Während die distalen Formen häufig nur eine kosmetische Indikation zur Korrektur besitzen, haben proximale Hypospadien in der Regel ein funktionelles Defizit. Bei der operativen Intervention müssen folgende Aspekte berücksichtigt und korrigiert werden:
Es wurden unzählige Operationsmethoden zur Korrektur der Hypospadie beschrieben. Die „optimale“ Methode existiert nicht. Die Wahl des Verfahrens hängt von der Art der Hypospadie und den Präferenzen des Operateurs ab. Trotz des Wunsches nach Standardisierung sollte jede Hypospadie individuell betrachtet werden. Wahl des Verfahrens, des Nahtmaterials, Katheter, Verbände, ein- oder zweizeitiges Verfahren, usw. werden kontrovers diskutiert.
Distale Hypospadien werden häufig nach den Verfahren nach MATHIEU und SNODGRASS (tubularized incised plate urethroplasty) operiert. Beide Methoden liefern gute Ergebnisse und sind technisch einfach. Zusehends wird auch das von HADIDI modifizierte Verfahren nach MATHIEU mit YV-Plastik verwendet. Es wird dabei weder ein suprapubischer Katheter noch ein Urethralstent verwendet. Dies führt zu einer sehr hohen Akzeptanz bei Patienten und Eltern, verkürzt die Liegezeit und scheint außerdem die Komplikationsrate zu senken.
Proximale Hypospadien sind schwer zu therapieren, weisen eine höhere Komplikationsrate auf und sollten deswegen dem Zentrum vorenthalten sein. Die Vielfalt der Operationsmethoden wurde schon erwähnt. Man unterscheidet ein- und mehrzeitge Methoden. Als Ersatzmaterial zur Urethrakonstruktion werden Vorhaut, Penisschafthaut und z.B. Mundschleimhaut beschrieben. Asopa et al. haben 1971 die Verwendung des tubularisierten inneren Vorhautblattes beschrieben und damit die operative Technik revolutioniert. Zunehmend wird das bereits oben erwähnte Verfahren nach Snodgrass (tubularized incised plate urethroplasty) auch in der Therapie der proximalen Hypospadien verwendet. Hadidi beschreibt ein elegantes einzeitiges Verfahren mit sehr guten Ergebnissen und einer geringen Komplikationenhäufigkeit – den lateral based flap.
Bracka propagiert die zweizeitige operative Therapie und kann damit sehr gute Ergebnisse liefern. Während der ersten Operation wird die Penisverkrümmung korrigiert, minderwertige und narbige Hautareale entfernt und die Neourethra in Form einer Platte angelegt, z.B. aus Mundschleimhaut. Während der zweiten Operation wird die die eigentliche Urethraplastik durchgeführt.
Die Penisbegradigung erfolgt nach artifizieller Erektion durch Entfernung der narbigen ventralen Stränge (Chordae) und speziellen Techniken, z.B. nach Nesbit.
Die prophylaktische Gabe eines Antibiotikums wird kontrovers diskutiert, bei der Anlage eines Katheters wird es in der Regel gegeben und scheint Infekte und Komplikationen zu reduzieren. Trimethoprim oder Cephalosporine finden Verwendung.

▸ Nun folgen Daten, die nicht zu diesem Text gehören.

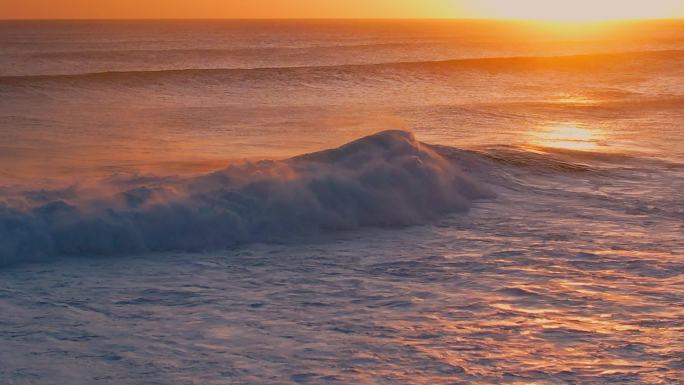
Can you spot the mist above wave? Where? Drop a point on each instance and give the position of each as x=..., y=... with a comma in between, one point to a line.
x=387, y=179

Ähnlich verhält es sich mit der präoperativen Verwendung von parenteraler oder topischer Gabe von Testosteron, welche ein Peniswachstum, eine Verringerung der Chordae und bessere Hautverhältnisse herbeiführen soll. In der Praxis hängt die Verwendung von den Vorlieben des Operateurs ab.
Katheter und Urethralschiene?
Die Verwendung von Urethralschienen und Katheteren hängt ebenfalls von den Vorlieben, der Erfahrung, der verwendeten Technik und dem Grad der Hypospadie ab. In der Regel wird eine Urethralschiene für einige Tage eingelegt. Ein suprapubischer Katheter wird immer seltener Verwendung. Katheteren und Schienen sind mit langer Hospitalisation, Immobilisation, Traumatisierung und Infektgefahr verbunden. Deswegen ist die Frage nach deren Sinnhaftig- und Notwendigkeit legitim. Hadidi et al. beschreiben eine prospektive randomisierte Studie, in der das Weglassen von Katheter und Urethralschiene eindeutig von Vorteil belegt ist.